Mehmet Altunbay (Baker Atlas)

The presentation is about pore typing, permeability qualification and quantification and there from productivity analysis by integration of NMR and conventional log data via modified form of the Timur-Coates permeability model. The new model takes into account the pore-connectivity variations in carbonate reservoirs. The calibration of the permeability index from modified “p” model to in-situ permeability values from Wireline Formation Tester (WFT) qualifies and quantifies the pore-structure in the bulk-volume-movable portion of the porosity into types of “non-contributing” and “contributing” pores. With the help of this differentiation, the secondary porosity that is identified by the difference between acoustic and NMR porosity is further partitioned into “isolated-pores” and “networked-pores” yielding a detailed pore typing. These findings are consistent with that observed on the image logs. By qualifying porosity types, determining bulk volume irreducible and calibrating the NMR permeability to WFT permeability (for single phase fluid), absolute permeability profile is driven under in-situ conditions. Then, using well-established relative permeability correlations for the gas/brine system in carbonates and the resistivity-based water saturation profile, krg and krw profiles are generated. Absolute and relative permeability profiles make it possible to compute effective permeability to wetting and non-wetting phases.
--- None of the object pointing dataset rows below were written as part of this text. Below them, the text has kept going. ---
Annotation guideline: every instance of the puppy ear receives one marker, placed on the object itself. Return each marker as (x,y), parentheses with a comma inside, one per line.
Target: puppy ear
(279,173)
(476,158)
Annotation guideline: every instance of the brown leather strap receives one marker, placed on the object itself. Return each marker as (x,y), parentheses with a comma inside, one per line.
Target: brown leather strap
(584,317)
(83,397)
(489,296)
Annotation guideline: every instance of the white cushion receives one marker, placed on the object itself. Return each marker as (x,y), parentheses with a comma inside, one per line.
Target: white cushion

The above approach eliminates the urgent—and impossible to meet—requirement of having core data for calibrating NMR permeability at the well site; thus providing the valuable and reliable information at the stage of wireline data interpretation rather than waiting for core data to become available. In addition, the availability of effective mD-ft computations in selected intervals provides the input for production rate estimations that helps decision making for completion and/or perforating operations.